The SEC’s third hard-charging chairman, William O. Douglas, was a Yale Law School professor and the country’s top expert on corporate bankruptcy. After serving as one of the five SEC commissioners, Douglas assumed the chair a few months into Roosevelt’s second term, in which the president won 46 out of the 48 states. “As Maine goes, so goes Vermont,” went the old saw about the two states that supported Alf Landon. This kind of mandate emboldened the president and his appointees, including Douglas, who Henriques sees as an urban cowboy, a western marshal delivering justice. She describes the child of Washington State as “being in the grip of irreconcilable passions.” Raised in Yakima, she writes, “he loved the Western mountains, but he longed for the fame he found only in the concrete canyons of the urban East.”
Douglas’s determination to reform the New York Stock Exchange by persuading it “to trade its private-club traditions for professional management and clear safeguards for public investors” faced implacable opposition. Its most formidable foe was Dick Whitney, who, even after he stepped down as NYSE president after five years in 1935, continued to exert a powerful influence over its members, particularly among the intransigent old guard. “Tall, a bit beefy but impeccably dressed, he still moved with the grace of the Ivy League athlete he once was,” Henriques writes.
Despite his social status and membership in one of America’s most prominent families, Whitney had been embezzling millions for years from his own bankrupt company, a turn of events that only reinforced the need for government regulation. The two chapters detailing Whitney’s downfall read like a thriller. Whitney is not only charged and sent to prison for his crimes but found no supporters among the NYSE’s members: “There was no mercy in this room for the man who made their long crusade against federal regulation look like the self-serving maneuvers of a common thief.”

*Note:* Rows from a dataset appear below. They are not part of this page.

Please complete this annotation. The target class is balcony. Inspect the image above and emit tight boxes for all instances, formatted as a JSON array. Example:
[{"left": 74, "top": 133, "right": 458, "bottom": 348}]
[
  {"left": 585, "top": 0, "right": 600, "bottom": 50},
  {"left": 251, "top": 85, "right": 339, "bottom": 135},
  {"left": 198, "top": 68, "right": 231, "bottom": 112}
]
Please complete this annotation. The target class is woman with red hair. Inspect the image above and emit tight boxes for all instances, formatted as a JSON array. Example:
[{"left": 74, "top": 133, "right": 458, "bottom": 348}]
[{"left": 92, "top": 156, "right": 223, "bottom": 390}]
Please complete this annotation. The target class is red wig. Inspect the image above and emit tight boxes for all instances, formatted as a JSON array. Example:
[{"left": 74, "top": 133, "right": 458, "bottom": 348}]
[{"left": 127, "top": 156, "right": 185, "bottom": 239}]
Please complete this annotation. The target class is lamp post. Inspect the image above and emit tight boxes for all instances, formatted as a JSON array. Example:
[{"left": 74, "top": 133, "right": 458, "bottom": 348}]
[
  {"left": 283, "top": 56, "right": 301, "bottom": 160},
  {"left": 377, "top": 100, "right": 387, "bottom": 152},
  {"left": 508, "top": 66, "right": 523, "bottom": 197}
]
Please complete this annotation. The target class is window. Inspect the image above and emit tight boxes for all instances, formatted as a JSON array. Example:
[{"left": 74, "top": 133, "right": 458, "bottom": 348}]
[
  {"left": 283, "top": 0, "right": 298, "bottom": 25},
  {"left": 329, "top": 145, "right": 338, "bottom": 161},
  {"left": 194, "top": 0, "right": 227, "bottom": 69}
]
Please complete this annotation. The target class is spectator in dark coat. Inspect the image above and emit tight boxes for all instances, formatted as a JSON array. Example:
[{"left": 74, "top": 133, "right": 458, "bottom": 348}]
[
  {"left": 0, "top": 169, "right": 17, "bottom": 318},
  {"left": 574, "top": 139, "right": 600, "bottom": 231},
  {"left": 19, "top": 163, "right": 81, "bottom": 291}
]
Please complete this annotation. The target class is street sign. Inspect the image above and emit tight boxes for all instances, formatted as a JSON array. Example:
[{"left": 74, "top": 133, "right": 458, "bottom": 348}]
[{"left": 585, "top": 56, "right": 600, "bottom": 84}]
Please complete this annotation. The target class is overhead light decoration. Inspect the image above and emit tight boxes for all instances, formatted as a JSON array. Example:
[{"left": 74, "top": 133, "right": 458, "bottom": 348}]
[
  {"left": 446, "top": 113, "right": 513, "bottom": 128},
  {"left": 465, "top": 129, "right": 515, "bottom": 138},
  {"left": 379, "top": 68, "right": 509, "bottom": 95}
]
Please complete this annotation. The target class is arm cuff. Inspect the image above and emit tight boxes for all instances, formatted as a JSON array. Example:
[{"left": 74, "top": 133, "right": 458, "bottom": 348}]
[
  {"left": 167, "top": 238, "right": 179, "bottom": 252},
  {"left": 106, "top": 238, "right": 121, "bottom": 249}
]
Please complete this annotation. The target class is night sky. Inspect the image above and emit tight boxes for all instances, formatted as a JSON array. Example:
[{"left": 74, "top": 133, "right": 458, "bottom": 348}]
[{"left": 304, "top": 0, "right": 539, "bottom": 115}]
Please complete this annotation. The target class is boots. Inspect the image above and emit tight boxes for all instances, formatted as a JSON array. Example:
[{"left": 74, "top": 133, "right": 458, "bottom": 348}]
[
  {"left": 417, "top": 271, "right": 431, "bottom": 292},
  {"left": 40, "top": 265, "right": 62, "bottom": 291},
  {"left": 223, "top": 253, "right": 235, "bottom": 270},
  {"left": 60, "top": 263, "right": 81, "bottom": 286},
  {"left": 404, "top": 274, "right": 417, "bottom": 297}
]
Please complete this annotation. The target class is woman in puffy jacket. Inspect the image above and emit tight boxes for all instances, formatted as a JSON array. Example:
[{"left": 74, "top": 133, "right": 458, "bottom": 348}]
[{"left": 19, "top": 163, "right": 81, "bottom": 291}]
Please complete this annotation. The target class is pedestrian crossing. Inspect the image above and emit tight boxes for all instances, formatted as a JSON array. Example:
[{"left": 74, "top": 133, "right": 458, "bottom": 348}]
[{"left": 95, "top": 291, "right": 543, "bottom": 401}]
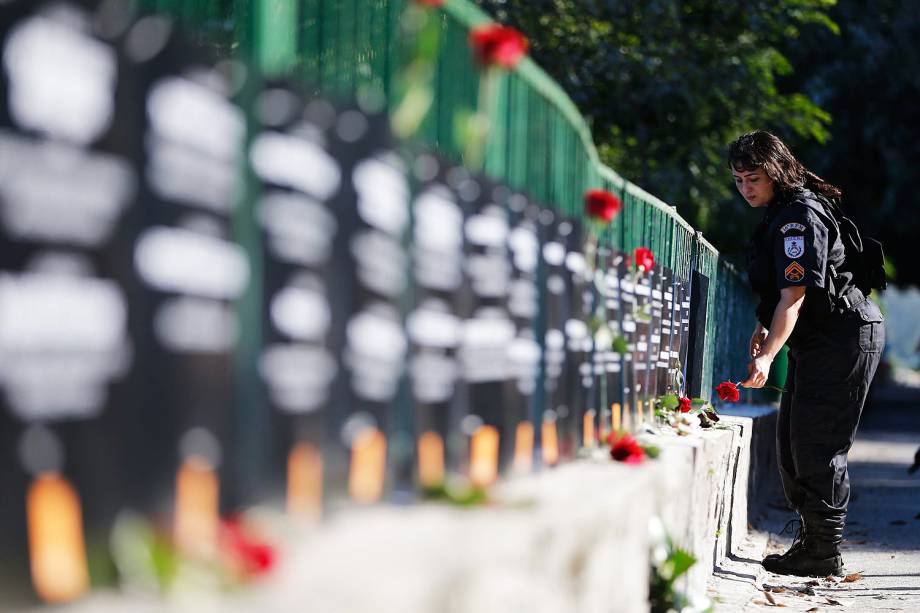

It is fitting that Henriques concludes her tale with Whitney’s undoing at the end of Roosevelt’s second term. His ruin is a bold marker in the administration’s fruitful attempts to regulate an intractable Wall Street. “Dick Whitney’s final gift to the New Deal was his confession,” she summarizes. “Whitney’s arrogant candor helped peel away any illusions that the public have had about the ability of Wall Street to police itself or its most powerful players.” Henriques’s triumph is her ability to narrate with drama and verve the early days of the Securities and Exchange Commission, a 90-year-old institution whose rules we now take for granted. It’s also a reminder that regulators and those looking to protect investors and keep the markets fair and transparent need the full support of presidents like Roosevelt, warriors like Douglas, and sly insiders like Kennedy—not to mention fraudsters like Dick Whitney (and their modern-day equivalents like Sam Bankman-Fried), whose contempt for regulation end up only reinforcing its urgency.